Choose Your Trailer – Pork or Plastic

I use one basic rule to determine if I use pork or plastic as my jig trailer. If the water temp is 69 degrees and below I use pork, above that, it’s plastic. I use two basic pork colors: black/blue or olive-green/watermelon. I use these on the brown jig, depending on water clarity. If it's clear, I go with the more subtle olive-green and will use the black/blue if the water is stained. For muddy water I use a black jig with the olive-green pork. In either case, the combinations I use provide a color contrast between pork and jig. I use an Uncle Josh "101 spin frog" on the 1/4-ounce jig, generally black/blue or straight purple.

Also, when using pork, I always use a 3/4-inch piece of plastic grub, threaded onto the hook shank ahead of the pork chunk. This keeps the chunk away from the hook and barb. The pork chunk is always floating on the bend of the hook this way, preventing it from getting in the way of a solid hook set. I purchase the Yamamoto grubs and just tear off the tail and split the grub body in half. I use a grub that has both red and green flake in it. This adds an additional contrast to the jig, possibly matching color hues and adding some flash with the flake. Using the grub also adds some additional body and buoyancy to the jig.

I use BoHawg (Strike King) pork. I will use both the Sr. and Jr., depending on the size of the bait in the body of water that I am fishing. I also use the watermelon Bo-Liz on black jigs. I do this in late winter and early spring if the water is really cold and muddy. This is generally the only time I use rattles and a 1/2-ounce jig. I want a big, noisy, color contrasting bait that the bass can find easily.

When the water temp is above 69 degrees, it is time for plastic. I get a little faster fall with plastic trailers. Single and twin tail grubs, wing bats, frog chunks, Brush Hawgs, Gitzits, lizards and craws all provide some additional action over and above that of pork and will trigger strikes from the active bass. Generally, as the temp climbs the bass will become more aggressive and willing to chase its prey. I swim a jig more when using plastic.

When using plastic, I stick to the darker colors. I like purple with blue, black, red or green flake. When using a lizard, I only use a black one with red flake. When using craws, I like to stick with a pumpkin/watermelon seed, more of a natural coloration. Yamamoto plastics are my choice when using grubs. All other plastics I have poured by C&O Plastics.
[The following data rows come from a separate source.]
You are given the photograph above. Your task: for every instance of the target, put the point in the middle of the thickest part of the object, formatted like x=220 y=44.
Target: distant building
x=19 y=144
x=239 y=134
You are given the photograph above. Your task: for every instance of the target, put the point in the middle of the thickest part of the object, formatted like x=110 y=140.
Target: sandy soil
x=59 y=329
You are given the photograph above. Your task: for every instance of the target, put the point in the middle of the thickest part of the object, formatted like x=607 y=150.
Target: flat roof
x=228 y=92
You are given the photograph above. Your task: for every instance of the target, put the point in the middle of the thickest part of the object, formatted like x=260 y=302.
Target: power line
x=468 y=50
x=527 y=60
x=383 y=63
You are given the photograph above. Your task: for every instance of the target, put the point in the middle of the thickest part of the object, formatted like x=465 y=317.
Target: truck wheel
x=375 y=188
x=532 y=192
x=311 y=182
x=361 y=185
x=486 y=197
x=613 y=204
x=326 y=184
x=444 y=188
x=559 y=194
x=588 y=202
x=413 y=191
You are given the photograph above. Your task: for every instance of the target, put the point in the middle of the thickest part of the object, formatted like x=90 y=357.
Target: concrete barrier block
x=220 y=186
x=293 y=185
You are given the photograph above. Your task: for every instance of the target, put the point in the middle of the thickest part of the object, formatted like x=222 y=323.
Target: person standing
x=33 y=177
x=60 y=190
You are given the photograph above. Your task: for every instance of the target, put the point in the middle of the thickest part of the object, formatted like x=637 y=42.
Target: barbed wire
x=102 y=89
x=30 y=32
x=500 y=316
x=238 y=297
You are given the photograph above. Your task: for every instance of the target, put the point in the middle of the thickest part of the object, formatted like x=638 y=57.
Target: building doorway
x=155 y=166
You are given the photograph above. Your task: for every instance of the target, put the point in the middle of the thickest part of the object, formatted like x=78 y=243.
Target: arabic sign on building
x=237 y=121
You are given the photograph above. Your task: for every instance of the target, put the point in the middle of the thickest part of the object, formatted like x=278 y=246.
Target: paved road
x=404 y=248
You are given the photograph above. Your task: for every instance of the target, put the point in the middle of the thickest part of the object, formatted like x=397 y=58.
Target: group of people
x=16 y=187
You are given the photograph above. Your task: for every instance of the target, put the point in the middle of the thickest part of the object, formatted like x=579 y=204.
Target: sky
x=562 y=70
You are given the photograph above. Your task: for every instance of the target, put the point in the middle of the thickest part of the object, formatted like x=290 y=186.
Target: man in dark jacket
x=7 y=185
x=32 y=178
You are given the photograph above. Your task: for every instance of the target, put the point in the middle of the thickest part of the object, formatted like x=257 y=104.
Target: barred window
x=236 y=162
I am a firm believer that the jig is a reaction bait. It also just happens to be the favorite meal for the bass. Match that favorite meal, drop it on their nose and the bass will eat it, instinctively. It is a known fact that jigs consistently catch larger fish. Just take a look at the last 25 years of Bassmaster Tournament results. I did and I figured if it was the big boy’s choice, I ought to be using it. You should learn and refine this technique too. Oh, and by the way, Thanks a Million, Dee!